Pokaż produkty w akcji
Jeśli tworzysz blog posta o konkretnych produktach lub piszesz content na social media, dodaj do tekstu zdjęcie z „życia wzięte”. Stockowe grafiki może są ładne i estetyczne ale to właśnie te prawdziwe zdjęcia dodają wartości opublikowanym treściom. Czemu? Stanowią społeczny dowód słuszności. Udowadniają, że produkty są używane przez „zwykłych ludzi”, pokazują, że te produkty to nie tylko reklamowane w sieci nowości, ale także prawdziwe kosmetyki których używają prawdziwi ludzi i które naprawdę działają. Bardzo dobrym pomysłem jest User Generated Content. To jeszcze bardziej podniesie wartość i jeszcze bardziej przybliży odbiorcę do produktów. Nic tak nie nakłoni do kupna jak zdjęcie innego użytkownika. W przypadku szminek gdy odbiorca zobaczy taki content w głowie pojawia się myśl: Skoro tej pomadki używa dziewczyna taka jak ja (nie piękna modelka czy influencerka) i wygląda w niej obłędnie to ja też chcę mieć tą pomadkę!
Dobierz content do odbiorców
Tworząc content skup się nie tylko na tym jak opisać konkretny produkt, ale także do kogo skierowany będzie tekst który piszesz. Po pierwsze – język. Jeżeli tworzysz post, o kosmetykach dla nastolatek, oficjalny i górnolotny język się nie sprawdzi. Tekst musi brzmieć prosto, tak jakby dziewczyny rozmawiały ze swoją rówieśniczką. Natomiast jeśli tworzysz treści, o kosmetykach pielęgnacyjnych dla Pań 60+ nawiązania to celebrytów czy też zbyt zbyt swobodny język odstraszą czytelniczki. Tekst musi mieć profesjonalnych, ale też niezbyt oficjalny wydźwięk. Należy znaleźć złoty środek.

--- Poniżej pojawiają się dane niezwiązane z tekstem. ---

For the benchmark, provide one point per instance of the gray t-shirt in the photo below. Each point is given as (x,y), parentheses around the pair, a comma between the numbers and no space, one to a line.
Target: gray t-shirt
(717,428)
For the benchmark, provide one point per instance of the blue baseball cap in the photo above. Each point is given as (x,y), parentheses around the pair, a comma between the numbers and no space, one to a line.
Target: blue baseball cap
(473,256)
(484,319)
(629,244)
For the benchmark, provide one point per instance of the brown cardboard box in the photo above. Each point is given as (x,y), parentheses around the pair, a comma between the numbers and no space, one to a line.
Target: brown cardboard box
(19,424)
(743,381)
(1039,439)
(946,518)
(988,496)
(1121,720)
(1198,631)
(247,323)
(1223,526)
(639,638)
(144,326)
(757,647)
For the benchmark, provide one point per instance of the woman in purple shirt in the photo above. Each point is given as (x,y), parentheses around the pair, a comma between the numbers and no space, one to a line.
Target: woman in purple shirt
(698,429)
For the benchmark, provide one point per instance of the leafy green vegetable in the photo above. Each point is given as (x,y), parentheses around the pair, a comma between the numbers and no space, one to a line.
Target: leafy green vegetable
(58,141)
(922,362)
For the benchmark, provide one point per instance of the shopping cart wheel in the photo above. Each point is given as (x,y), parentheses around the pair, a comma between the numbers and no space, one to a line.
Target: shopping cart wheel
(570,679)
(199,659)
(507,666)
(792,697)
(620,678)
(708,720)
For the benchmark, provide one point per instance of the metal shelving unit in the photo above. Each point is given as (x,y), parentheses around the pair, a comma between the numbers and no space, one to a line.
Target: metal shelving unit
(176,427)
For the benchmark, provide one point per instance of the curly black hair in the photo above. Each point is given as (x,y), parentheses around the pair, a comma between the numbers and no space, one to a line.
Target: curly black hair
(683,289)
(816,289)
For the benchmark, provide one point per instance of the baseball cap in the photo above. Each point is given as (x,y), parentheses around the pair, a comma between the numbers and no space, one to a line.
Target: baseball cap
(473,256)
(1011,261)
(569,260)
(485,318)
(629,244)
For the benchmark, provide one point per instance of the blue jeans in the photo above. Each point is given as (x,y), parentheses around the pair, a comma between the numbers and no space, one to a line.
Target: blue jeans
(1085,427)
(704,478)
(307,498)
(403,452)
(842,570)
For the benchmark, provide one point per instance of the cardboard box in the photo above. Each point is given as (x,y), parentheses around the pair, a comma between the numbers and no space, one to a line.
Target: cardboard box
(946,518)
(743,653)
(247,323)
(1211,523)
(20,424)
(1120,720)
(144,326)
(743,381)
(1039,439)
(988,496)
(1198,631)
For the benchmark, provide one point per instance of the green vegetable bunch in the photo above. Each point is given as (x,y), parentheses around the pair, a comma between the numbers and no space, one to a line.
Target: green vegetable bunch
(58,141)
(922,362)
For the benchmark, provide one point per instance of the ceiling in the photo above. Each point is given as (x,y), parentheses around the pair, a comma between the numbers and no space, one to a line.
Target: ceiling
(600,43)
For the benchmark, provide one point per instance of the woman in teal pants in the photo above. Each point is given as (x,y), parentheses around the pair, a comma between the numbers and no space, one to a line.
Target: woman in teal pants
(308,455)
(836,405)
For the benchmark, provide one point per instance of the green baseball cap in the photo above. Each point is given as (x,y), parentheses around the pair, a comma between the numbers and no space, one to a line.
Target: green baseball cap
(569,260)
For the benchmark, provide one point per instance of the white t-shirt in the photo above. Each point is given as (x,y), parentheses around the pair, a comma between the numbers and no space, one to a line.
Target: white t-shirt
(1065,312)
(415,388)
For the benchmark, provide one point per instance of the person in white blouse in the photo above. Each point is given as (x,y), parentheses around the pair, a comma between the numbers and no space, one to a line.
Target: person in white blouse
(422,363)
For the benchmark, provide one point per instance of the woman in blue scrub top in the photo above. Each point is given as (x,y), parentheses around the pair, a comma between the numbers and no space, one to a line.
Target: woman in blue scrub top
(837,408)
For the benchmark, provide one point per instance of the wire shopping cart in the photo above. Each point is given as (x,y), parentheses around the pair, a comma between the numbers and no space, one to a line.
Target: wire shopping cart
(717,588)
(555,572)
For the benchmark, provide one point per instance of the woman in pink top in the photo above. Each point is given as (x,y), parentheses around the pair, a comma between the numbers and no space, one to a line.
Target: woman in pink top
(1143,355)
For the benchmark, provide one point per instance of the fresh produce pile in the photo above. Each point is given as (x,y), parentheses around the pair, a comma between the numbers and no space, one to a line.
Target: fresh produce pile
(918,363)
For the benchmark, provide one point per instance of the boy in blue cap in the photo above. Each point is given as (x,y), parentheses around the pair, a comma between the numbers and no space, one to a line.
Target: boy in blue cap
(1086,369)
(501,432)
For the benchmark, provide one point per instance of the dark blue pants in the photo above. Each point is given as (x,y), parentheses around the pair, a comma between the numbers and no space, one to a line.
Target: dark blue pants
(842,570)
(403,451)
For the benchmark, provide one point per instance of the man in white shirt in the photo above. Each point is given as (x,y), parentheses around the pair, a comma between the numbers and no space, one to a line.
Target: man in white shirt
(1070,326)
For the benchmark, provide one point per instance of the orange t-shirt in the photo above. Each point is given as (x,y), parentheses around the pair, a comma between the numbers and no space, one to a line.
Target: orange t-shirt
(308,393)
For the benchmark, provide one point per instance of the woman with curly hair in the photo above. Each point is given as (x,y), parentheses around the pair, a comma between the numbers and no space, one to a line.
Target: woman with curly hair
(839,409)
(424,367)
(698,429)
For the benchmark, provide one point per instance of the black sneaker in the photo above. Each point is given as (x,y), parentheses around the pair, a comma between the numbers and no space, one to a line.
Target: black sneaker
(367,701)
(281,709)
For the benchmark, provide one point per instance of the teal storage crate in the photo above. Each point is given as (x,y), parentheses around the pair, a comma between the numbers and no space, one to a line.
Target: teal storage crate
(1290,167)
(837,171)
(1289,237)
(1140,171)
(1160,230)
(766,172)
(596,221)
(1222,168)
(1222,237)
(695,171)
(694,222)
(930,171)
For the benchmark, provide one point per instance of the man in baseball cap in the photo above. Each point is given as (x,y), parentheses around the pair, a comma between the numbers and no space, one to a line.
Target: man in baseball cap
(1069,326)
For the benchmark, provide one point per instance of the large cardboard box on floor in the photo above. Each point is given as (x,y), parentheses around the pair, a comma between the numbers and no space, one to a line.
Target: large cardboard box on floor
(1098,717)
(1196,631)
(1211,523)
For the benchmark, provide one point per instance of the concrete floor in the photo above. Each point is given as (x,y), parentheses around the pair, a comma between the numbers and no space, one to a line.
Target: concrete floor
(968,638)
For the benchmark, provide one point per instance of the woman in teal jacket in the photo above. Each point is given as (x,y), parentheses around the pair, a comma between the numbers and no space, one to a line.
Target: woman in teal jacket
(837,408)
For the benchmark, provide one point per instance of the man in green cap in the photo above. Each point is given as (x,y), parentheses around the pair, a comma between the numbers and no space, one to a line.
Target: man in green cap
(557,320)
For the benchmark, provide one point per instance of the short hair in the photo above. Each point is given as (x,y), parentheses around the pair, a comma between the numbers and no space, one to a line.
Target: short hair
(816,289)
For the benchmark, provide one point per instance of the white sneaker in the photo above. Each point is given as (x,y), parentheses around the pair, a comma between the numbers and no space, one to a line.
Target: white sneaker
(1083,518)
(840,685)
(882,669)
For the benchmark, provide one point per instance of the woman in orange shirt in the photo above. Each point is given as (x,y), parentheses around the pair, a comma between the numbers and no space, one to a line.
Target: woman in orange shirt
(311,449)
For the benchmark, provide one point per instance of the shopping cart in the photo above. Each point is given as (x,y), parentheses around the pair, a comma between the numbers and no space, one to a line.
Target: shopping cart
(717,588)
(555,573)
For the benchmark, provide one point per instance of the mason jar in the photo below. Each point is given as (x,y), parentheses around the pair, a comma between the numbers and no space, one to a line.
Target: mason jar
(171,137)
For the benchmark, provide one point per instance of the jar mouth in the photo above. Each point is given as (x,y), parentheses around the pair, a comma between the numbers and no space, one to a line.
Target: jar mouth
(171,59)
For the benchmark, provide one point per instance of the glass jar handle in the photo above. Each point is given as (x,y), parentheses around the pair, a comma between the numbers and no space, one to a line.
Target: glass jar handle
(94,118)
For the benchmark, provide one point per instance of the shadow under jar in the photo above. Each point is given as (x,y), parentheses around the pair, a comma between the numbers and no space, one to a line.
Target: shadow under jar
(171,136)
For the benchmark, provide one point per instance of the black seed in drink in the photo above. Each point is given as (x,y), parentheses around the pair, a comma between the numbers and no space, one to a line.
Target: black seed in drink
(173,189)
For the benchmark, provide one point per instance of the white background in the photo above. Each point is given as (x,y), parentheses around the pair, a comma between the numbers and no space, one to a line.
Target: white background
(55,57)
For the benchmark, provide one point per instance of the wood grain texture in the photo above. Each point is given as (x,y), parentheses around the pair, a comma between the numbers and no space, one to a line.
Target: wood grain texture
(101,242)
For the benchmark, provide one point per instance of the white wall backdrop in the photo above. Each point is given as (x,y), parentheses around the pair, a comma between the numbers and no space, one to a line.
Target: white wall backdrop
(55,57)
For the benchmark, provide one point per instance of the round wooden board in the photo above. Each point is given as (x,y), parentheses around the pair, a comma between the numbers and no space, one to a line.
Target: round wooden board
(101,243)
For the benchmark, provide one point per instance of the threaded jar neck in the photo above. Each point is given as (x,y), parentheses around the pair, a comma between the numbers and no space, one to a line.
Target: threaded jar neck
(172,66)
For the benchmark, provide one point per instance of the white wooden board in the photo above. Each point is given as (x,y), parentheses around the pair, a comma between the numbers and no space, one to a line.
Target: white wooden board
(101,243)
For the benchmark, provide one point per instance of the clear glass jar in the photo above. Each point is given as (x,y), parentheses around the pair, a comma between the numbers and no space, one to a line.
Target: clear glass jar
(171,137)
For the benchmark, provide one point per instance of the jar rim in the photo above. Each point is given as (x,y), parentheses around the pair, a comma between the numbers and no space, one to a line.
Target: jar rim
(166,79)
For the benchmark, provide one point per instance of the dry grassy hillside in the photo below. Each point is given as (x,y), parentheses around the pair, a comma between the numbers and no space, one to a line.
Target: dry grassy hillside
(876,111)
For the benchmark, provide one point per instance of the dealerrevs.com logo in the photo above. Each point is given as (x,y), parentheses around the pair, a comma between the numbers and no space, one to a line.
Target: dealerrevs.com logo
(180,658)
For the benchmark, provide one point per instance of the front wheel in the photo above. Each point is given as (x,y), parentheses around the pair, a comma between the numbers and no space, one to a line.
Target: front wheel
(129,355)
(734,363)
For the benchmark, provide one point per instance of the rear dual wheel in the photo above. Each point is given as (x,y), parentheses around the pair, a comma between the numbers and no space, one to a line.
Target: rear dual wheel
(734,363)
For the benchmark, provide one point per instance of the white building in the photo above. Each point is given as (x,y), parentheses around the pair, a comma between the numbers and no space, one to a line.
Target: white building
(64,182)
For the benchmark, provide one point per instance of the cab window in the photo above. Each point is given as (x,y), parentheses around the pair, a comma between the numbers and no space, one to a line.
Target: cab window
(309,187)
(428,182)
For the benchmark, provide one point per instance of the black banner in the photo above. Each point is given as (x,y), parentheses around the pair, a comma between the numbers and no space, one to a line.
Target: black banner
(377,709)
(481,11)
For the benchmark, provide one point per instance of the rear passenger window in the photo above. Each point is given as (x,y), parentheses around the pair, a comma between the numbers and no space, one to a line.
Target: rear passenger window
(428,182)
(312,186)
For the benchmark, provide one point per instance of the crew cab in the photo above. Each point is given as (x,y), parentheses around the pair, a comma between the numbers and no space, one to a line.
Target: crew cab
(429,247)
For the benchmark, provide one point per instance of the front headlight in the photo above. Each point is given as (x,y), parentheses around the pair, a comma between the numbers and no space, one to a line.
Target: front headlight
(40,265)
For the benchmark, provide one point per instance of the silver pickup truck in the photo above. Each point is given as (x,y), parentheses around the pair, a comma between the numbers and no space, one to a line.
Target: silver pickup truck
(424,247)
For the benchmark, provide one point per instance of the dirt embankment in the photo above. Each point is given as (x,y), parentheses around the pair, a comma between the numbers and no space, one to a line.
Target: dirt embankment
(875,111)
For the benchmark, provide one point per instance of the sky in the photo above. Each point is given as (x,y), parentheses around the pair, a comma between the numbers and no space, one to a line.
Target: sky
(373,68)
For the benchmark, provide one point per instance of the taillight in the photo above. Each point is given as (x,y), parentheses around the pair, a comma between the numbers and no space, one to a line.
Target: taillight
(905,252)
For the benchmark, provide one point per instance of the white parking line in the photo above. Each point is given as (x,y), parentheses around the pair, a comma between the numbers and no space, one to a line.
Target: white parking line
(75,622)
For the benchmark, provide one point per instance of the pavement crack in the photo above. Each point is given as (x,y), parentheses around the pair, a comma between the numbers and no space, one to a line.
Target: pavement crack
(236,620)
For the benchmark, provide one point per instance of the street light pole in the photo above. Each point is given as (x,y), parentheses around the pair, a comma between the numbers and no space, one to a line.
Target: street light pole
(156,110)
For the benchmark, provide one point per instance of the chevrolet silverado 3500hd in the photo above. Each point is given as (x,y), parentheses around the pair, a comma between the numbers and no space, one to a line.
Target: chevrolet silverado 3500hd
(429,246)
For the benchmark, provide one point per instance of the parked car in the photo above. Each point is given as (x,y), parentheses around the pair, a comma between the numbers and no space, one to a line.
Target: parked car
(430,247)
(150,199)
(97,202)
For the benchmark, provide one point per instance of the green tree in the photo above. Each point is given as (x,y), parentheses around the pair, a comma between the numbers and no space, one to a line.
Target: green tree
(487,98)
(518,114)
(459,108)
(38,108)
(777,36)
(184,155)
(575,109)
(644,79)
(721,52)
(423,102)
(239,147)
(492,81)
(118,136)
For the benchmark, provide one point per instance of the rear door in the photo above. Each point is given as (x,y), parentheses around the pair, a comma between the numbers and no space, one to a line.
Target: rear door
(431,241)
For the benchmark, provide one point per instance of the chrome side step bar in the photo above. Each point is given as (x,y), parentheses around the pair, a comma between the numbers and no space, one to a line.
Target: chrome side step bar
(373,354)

W branży kosmetycznej bardzo często spotykane są teksty kierowane tylko do kobiet. Oczywiście są produkty, które przeznaczone są dla nich, jednak warto pamiętać, że coraz więcej mężczyzn korzysta z produktów do makijażu czy też kosmetyków pielęgnacyjnych. Nie należy ich pomijać w komunikacji. Dobrym podejściem jest także założenie, że mężczyzna może chcieć kupić dany produkt swojej kobiecie. Wtedy, czytając dany tekst będzie czuł się nieswojo gdy wszystkie czasowniki będa miały formę żeńską. W okolicach Świąt Bożego Narodzenia czy Walentynek warto napisać tekst promujący krem dla kobiet ale skierowany do Panów.
Content Marketing First
Jest to zasada, którą bardzo dobrze wykorzystała założycielka znanej na całym świecie marki kosmetycznej Glossier. Polega ona na uprzednim zainteresowaniu klientów contentem a następnie zaprezentowaniu im produktów/usług. Portal „Into The Gloss” powstał przed premierą samej marki Glossier i zdobył wielu fanów. Dzięki temu gdy produkty pojawiły się na portalu, dotarły tym samym do ogromnej grupy czytelników „Into The Gloss”. Obecnie produkty Glossier regularnie pojawiają się na stronie nie tylko jako główni bohaterowie tekstów ale także jako produkty, z których korzystają goście goszczący w wywiadach, produkty używane podczas sesji zdjęciowych itp. Podobnie było z Instagramem, zanim marka zaczęła publikować treści komercyjne na koncie @glossier pojawiło się tam ponad sto wpisów tworzących estetyczną tablicę inspiracyjną, odzwierciedlającą ducha marki. W momencie premiery kosmetyków konto obserwowało kilkanaście tysięcy Instagramowiczów. Obecnie jest to blisko trzy miliony osób. Takie podejście popłaca i to jak widzisz bardzo dobrze.
Artykuły sponsorowane
Gdy pada hasło content większość z nas myśli o tekstach lub artykułach. Artykuły sponsorowane mogą bardzo pomóc w rozpoznawalności Twojej marki. To bardzo dobra szansa na zwiększenie jej widoczności w Google, a co za tym na większy ruch na Twojej stronie. W Linkhouse dostępnych jest ponad 1500 miejsc z kategorii moda, uroda, kosmetyki i kobieta gdzie możesz zamieścić swoje artykuły o tematyce beauty.
Podsumowanie
Nie tylko podejście Content Marketing First jest opłacalne. Każdego rodzaju treści, publikowane z rozwagą i odpowiednią dbałością o szczegóły przyniosą efekty. Dbając o formę przekazu oraz odpowiednią grupę docelową na pewno szybko odkryjesz potencjał content marketingu. Jesteśmy pewni, że kierując się powyższymi wskazówkami stworzysz wysokiej jakości content, który podbije branżę kosmetyczną.